When I crossed the street was when I saw her. It was her hair that caught my eye. She had just exited the rundown nail salon ran by Vietnamese sisters that was in desperate need of a remodel into this century. She looked at her nails admiringly before she pulled out her phone and snapped a picture of them with her shiny pink iPhone. She was so engrossed with her nails that she didn’t see me gazing at her for longer than I would normally gaze at a girl openly.
Her hair was a gold that shone and sparkled in the sun. It fell midway down her back in waves and swayed as she walked. Most men would probably be focused on her ass as she walked but not me. That hair was mesmerizing. Of course, I glanced at her ass and saw that it was athletic and worthy of a look. But my eyes kept getting drawn back to her hair.
I turned to the window on my left. It was a window to a store filled with antiques that the beach town had collected over the years. While I tried to look interested in costume jewelry draped over red velvet covered armchairs, my peripheral vision strained to see her.
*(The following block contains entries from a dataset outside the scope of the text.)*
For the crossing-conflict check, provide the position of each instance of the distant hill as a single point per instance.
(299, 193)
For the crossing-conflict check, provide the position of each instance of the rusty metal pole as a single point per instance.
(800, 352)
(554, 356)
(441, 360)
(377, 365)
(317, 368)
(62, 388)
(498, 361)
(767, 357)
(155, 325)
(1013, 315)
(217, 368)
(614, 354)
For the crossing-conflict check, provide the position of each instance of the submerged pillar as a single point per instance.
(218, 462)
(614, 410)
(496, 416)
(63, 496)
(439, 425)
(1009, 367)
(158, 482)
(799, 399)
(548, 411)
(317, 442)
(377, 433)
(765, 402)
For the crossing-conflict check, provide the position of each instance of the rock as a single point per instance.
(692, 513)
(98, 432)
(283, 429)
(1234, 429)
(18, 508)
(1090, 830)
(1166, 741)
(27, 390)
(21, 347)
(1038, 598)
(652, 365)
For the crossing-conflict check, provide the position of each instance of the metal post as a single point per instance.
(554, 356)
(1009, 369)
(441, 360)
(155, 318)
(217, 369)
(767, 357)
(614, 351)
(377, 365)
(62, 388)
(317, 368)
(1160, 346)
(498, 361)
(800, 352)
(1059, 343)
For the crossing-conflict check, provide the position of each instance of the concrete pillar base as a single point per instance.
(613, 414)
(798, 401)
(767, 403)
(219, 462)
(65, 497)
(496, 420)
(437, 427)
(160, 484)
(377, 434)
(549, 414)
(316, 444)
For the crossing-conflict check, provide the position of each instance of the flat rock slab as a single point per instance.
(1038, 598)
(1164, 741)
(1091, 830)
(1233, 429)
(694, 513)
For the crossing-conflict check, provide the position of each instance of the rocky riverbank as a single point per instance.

She had changed direction and was heading towards me, typing on her phone, oblivious to the world. Her toned legs trailed down out of her maroon skirt as she walked in the sway that caused the river of gold to cascade back and forth.
As she approached the antique store, she looked thoughtfully into the window next to me. She didn’t seem to have a pressing schedule, which was good for me. Her phone was clenched in her right hand. Her nails did look good. There was no ring on her left hand.
She walked to the entrance of the store and tried the door.
“It’ll be open in about 10!”
A man called to her from across the street.
Her voice was assertive and had a slight accent that I couldn’t place. It was magical. I wondered what it would sound like when she was scared.
She continued past me and briefly made eye contact as she passed. She looked away rapidly and her demeanor changed. Could she sense me? She quickly ducked into the next shop, a surf shop.
This wouldn’t do.
I looked down at myself. I was dressed adequately for this town full of bums and drugged up hippies. What else could she want?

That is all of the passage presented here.